Asked why he sent a bill that established a pension scheme for former governors in Rivers State, Governor Chibuike Amaechi, claimed it was necessary because his wife and children would not let him rest. He stated that they were concerned about the fact that he had no house but I could not even hear the rest of his excuses. It sounded lame and very unconvincing. The first paragraph of this already showed that a leader needs not set him/herself up for life with public resources if s/he performs well enough to attract continental if not global attention. As we speak, one is aware of at least three ministers who served under President Olusegun Obasanjo who have held consultancy positions with some top governments in Africa and beyond. Take Lagos State Governor, Babatunde Fashola, for instance; he would not be short of consultancy and speaking opportunities after his term as the Governor of Lagos State. His only hindrance would be if he continues in other capacities as a public official. If not, all he’d need to do to cash in on his strides as the Governor of Lagos after what would be eight years of outstanding service would be to set up a company to handle such engagements or get a reputable globally renowned agency to represent him. He will be very big on the speaking circuit. Tinubu gave the people of Lagos the much-celebrated Fashola, he certainly will not be lacking in opportunities to speak on the essence of grooming a worthy successor. This becomes even more essential seeing as we know people who have had two opportunities to choose a leader for Nigeria since 2007 and have failed woefully on each occasion.

It is not only about former governors’ unholy pensions all the time, sometimes, some earn money delivering telling value to leadership and politics around the world.

One must thank Governor Godswill Akpabio for bringing this issue to the fore. The Governor of Akwa Ibom State wants to be celebrated as a man getting results, and there is nothing wrong with such a desire. The problem here is that, Akwa Ibom should be doing better. We cannot speak of success if we ignore the cost of achieving the same. How much does Akwa Ibom State receive from the Federation Account per month? Having said that, if the governor believes he has done really well as governor, why set himself up for life with the state’s resources? Why not work out a plan to put his experience to good use as a consultant and public speaker? We have Nigerians who have not had opportunities to be governors running the speaking circuit not just on the continent but around the world.
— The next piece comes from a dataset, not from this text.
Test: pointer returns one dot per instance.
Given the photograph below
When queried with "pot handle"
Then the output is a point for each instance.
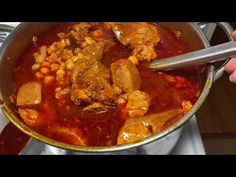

Being a former governor with a history of performance is all the CV you need as a future consultant earning top dollar and/or as a renowned speaker on socio-economic and political issues.

This unfortunate reality is not limited to Lagos, Rivers and Akwa Ibom states as there are reports some other states have such laws for former governors in place. It is one of the biggest failures of our democracy; rewarding former governors for the privilege to serve our people, whether or not they performed well. The only reward should be the governor’s performance in office. Obviously, failing in office would put you in the place of most of these ex-governors who have since gone into oblivion since they left Government House. Some others, out of desperation not to be out of the system, decide to work their way into the Senate. Unfortunately, being in the Senate does not guarantee relevance.

Nigerian leaders can do better, they can dream bigger. Nigeria is not the world and there are opportunities out there to stamp our names and ideas on the world, if we have such ideas. It is a shame on our country to see our leaders continue to obsess with being local champions when the world continually offers a turf for them to be great. Africa would be a good place to start; to teach the art of leadership, the essence of public service and the joy that comes with knowing one served the people with all of one’s mind, ability and strength, in spirit and in truth. But how can you teach what you never were? You can’t fake greatness. Great people do not use public office to set up pensions for themselves. Governors Amaechi, Akpabio and the likes can still be great.